Lepas Tangan Ala Negara Kapitalis
Setelah menerima berbagai protes, Kemenaker menyatakan pembatalan aturan pencairan JHT di usia 56 tahun dan akan merevisi Permenaker No 2 Tahun 2022. Menaker mengatakan akan memgembalikan proses dan tata cara pencairan dana JHT sesuai aturan yang lama. Meski demikian, fakta ini semakin memperlihatkan betapa abainya negara dalam mengurus kehidupan rakyatnya.
Sikap tarik ulur dan merevisi kebijakan jika terdapat penolakan semakin menegaskan watak negara pengusung sistem ekonomi kapitalis hanya bertindak sebagai regulator, bukan penyelenggara. Urusan kesejahtetaan rakyat sepenuhnya menjadi tanggungjawab pengusaha. Maka wajar jika setiap tahun selalu terjadi pergolakan di kalangan buruh menuntut kelayakan upah.
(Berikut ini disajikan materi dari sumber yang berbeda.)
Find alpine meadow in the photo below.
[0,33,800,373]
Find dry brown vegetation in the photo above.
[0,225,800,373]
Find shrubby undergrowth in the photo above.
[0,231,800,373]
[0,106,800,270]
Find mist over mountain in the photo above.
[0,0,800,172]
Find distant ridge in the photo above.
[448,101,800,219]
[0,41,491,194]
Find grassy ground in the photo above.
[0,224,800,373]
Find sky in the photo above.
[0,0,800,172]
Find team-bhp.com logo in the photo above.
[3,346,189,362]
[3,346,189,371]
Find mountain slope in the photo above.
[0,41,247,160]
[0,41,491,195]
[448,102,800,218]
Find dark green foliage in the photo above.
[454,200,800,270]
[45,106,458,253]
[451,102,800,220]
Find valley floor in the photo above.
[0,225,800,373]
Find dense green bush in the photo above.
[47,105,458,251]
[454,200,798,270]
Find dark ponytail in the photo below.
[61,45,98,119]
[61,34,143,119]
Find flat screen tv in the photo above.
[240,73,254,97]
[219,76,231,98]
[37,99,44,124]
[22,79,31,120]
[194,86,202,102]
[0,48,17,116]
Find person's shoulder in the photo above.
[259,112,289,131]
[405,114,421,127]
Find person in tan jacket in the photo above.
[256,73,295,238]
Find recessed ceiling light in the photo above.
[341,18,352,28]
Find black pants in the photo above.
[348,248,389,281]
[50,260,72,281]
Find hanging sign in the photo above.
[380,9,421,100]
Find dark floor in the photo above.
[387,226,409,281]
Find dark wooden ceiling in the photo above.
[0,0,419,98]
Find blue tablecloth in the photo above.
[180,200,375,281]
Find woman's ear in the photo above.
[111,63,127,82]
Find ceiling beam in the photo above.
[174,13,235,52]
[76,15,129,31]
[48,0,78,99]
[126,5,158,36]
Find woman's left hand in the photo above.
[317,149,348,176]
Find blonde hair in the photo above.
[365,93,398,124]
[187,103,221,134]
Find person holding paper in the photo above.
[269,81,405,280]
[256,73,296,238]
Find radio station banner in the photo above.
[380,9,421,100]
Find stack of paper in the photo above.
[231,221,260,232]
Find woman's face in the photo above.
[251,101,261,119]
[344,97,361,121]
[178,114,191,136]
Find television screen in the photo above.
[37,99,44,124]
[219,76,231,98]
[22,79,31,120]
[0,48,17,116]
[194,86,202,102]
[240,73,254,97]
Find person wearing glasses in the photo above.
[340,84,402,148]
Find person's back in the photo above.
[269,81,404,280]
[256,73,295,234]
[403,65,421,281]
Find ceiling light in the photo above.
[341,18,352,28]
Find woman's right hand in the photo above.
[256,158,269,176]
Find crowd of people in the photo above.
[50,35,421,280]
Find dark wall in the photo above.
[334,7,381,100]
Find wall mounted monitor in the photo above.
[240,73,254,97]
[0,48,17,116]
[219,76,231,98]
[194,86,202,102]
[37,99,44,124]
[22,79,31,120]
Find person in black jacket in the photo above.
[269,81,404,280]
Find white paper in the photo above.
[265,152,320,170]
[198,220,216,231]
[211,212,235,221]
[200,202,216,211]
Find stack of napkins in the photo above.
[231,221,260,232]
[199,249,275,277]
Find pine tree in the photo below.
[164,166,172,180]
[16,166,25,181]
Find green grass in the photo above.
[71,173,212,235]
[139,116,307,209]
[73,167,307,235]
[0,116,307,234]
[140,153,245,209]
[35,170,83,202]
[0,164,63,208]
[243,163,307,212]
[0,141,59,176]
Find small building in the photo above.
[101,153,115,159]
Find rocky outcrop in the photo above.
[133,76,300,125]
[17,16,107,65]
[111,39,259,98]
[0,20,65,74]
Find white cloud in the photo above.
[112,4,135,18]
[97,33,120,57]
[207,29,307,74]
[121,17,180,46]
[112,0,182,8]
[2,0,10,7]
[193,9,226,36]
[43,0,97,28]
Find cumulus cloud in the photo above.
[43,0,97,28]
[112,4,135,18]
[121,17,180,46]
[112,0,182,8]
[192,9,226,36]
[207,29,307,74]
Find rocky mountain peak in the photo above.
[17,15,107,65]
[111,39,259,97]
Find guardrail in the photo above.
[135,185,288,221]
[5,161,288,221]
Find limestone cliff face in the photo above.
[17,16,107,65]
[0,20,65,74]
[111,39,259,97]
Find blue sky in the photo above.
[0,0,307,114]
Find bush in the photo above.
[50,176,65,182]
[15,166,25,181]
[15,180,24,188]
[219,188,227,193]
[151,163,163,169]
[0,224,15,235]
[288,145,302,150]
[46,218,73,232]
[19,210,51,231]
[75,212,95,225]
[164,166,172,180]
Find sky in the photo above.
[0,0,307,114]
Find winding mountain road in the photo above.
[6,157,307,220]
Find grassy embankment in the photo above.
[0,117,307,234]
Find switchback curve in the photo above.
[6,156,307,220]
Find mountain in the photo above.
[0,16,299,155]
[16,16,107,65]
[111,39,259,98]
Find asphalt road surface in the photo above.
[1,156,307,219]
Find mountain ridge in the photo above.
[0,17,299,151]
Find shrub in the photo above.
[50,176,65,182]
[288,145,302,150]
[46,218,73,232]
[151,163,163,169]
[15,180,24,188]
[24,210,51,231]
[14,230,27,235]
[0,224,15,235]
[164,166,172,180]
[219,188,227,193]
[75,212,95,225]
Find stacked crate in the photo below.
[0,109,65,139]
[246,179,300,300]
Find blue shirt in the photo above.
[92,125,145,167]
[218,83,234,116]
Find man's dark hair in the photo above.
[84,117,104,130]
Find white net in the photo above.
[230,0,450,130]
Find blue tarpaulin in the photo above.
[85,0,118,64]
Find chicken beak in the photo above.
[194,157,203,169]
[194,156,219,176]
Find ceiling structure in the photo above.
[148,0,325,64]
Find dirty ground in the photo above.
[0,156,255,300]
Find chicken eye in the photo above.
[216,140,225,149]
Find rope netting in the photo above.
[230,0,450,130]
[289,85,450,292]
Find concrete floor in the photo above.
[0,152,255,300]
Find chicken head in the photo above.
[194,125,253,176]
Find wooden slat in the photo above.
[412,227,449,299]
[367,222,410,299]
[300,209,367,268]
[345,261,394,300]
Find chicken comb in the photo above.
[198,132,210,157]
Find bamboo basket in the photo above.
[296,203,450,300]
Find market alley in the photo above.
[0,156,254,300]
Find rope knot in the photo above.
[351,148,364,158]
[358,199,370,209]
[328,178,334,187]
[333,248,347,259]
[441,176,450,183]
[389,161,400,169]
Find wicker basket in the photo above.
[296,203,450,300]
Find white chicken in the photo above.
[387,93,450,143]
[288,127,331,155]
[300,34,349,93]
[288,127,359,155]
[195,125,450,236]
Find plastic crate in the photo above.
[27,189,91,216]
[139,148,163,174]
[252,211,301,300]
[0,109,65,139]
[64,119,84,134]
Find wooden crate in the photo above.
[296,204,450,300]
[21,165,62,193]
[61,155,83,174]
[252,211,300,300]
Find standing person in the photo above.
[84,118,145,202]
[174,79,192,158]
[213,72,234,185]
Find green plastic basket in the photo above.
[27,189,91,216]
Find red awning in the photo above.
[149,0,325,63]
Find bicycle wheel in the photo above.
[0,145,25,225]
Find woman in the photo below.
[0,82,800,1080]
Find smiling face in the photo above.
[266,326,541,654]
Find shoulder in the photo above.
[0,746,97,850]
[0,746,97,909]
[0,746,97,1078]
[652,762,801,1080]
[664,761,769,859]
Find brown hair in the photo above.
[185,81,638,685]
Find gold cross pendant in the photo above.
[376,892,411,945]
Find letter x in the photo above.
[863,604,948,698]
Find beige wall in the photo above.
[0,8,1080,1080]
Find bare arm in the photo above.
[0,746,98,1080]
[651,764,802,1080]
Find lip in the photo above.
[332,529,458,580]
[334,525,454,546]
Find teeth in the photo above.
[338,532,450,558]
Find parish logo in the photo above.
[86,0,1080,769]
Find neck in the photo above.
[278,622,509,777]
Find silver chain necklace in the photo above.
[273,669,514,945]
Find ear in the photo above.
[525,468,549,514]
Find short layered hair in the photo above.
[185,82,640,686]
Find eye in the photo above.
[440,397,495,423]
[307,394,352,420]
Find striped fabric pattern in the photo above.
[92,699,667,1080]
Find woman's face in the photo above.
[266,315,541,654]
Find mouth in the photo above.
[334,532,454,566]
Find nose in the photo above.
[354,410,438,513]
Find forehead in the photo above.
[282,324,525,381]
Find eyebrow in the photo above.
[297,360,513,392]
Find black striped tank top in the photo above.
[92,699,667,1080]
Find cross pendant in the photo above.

Rakyat yang diasuh oleh sistem batil ini juga harus memikirkan sendiri nasibnya jika sudah tidak bekerja lagi. Negara hanya melihat permasalahan buruh secara komunal bukan perorangan. Padahal tidak bekerjanya seseorang bukan melulu masalah PHK masal saat pandemi, tapi bisa jadi karena fisiknya lemah, sakit, cacat bahkan meninggal dunia.
Negara adalah Perisai Umat
Karut marut masalah buruh dan berkelitnya negara dari tanggungjawab sebagai pengurus umat tak akan ditemui dalam sistem Islam. Khilafah adalah institusi yang tegak di atas syariat Allah Swt. dan Khalifah adalah pihak yang bertanggungjawab untuk melaksanakannya. Dengan modal ketakwaan kepada Allah, Khalifah tidak akan berani sedikitpun untuk abai terhadap nasib rakyatnya.
Negara sebagai penjamin kehidupan rakyat hingga level individu. Individu-individu yang lemah baik fisik maupun akal, sakit, miskin, tua dan yang tidak memiliki seseorang sebagai penanggung nafkah, maka sepenuhnya akan ditanggung oleh negara melalui dana baitul maal.
Urusan pengupahan sepenuhnya diserahkan kepada pihak pengusaha yang berakad sesuai ketentuan syarak. Namun negara memiliki kewajiban untuk menyediakan seorang ahli jika tidak tercapai kesepakatan upah anatara keduanya. Kesejahteraan rakyat hingga hari tua terpenuhi melalui pengelolaan aset-aset milik umum dan negara yang dikembalikan lagi untuk kepentingan rakyat. Khalifah sebagai kepala negara akan bertindak sebagai junnah atau pelindung layaknya seorang penggembala yang bertanggungjawab terhadap gembalaannya. Ia akan memastikan gembalaannya telah kenyang dan aman dari bahaya.
Inilah yang akan terjadi jika negara menerapkan syariat Islam secara paripurna dalam bingkai Khilafah. Penerapannya hanya tinggal masalah waktu dan kemauan umat untuk mau mewujudkannya. Wallahua'lam.